Montreal to publish names of delinquent landlords in bid to improve rental availability
With rental vacancy rate at lowest in 15 years, city says release of data will prod landlords to make repairs
The City of Montreal is making public the names of delinquent landlords and other housing data in the hope that landlords will repair shoddy housing and improve the city's shrinking rental stock.
The city is releasing information on its housing office's health inspections of rental units and publishing the list of landlords who have been found guilty of an infraction and fined.
"It is, of course, reasonable to believe that the publication of those lists of those people in violation of the bylaw will have … a deterrent effect on any tempted to disregard those rules in the future," said Craig Sauvé, Montreal's associate councillor responsible for housing.
Montreal's vacancy rate is the lowest it's been in 15 years, pegged by the Canada Mortgage and Housing Corporation at 1.5 per cent in 2019, compared to 1.9 per cent in 2018.
Thursday's release of housing data is the fourth such release by the Projet Montréal administration — all aimed at encouraging certain building owners to repair their rental units and putting more apartments on the market.
Previous releases of data included reports of bed bug complaints to exterminators, notices of deterioration and the results of high-priority inspection indicators, which provide a portrait of the health of Montreal's rental stock.
"In the short term, [the data release] is not something that's going to help a renter looking for a home," said Coun.
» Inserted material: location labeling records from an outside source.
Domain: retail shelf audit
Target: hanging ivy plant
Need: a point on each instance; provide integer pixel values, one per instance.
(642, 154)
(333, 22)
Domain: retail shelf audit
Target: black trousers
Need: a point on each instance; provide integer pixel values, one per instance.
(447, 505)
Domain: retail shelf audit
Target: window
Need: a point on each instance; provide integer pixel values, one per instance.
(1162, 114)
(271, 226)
Robert Beaudry, the executive committee member responsible for housing.
However, Beaudry says, in order to act, you need information, so taken with other measures, making this data public will help.
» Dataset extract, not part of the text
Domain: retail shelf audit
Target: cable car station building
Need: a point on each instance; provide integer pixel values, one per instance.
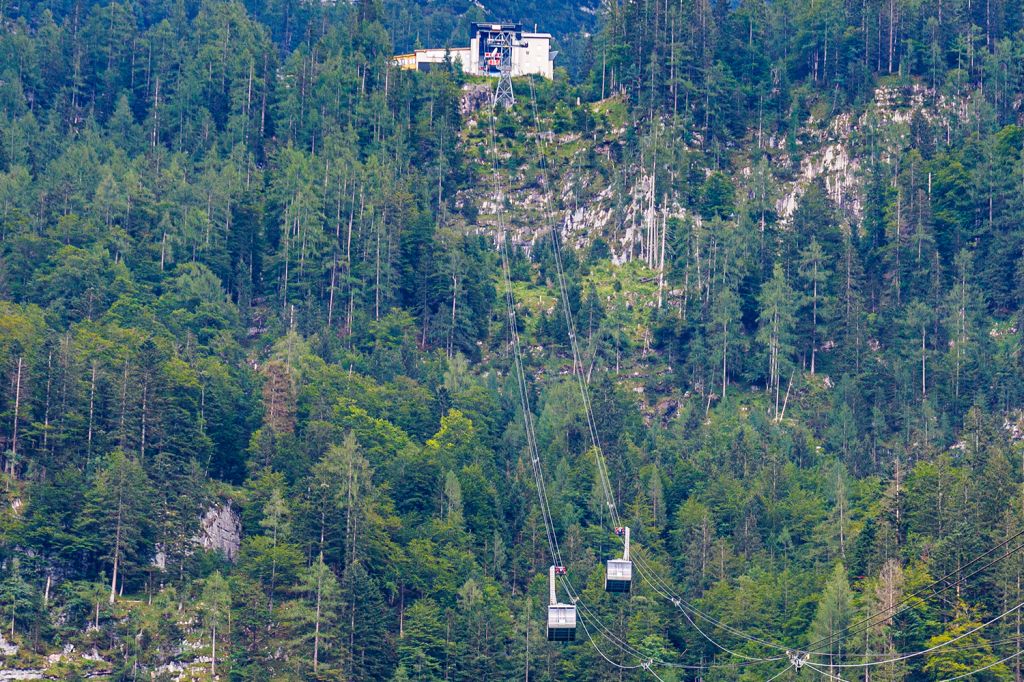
(530, 53)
"The city … can share it with all of its partners, such as housing committees, and with our community partners, who can work to interpret the information and propose new initiatives," he said.
More inspectors welcome
Housing advocate Maxime Roy-Allard likes what the Projet Montréal administration is doing, but he's not sure the measures will make a huge difference for now. He says hiring more housing inspectors will speed things up.
"It will reduce the waits for files to be done so that tenants can put forward their files at the rental board and to fight back against their landlord to get them to fix their apartment and actually to get money back if the landlord didn't respect his obligation," said Roy-Allard.
Sauvé said the city is actually increasing the number of housing inspections it does.
He said the city and boroughs have carried out more than 15,000 inspections in the first two years of Montreal's action plan on housing, almost halfway to the administration's stated goal 31,200 inspections during its mandate.
In a tight rental market, Sauvé advises people looking for a new place to make sure they sign a new lease before giving up the lease of the place they're living in now. He also encourages tenants not to accept undue rental increases.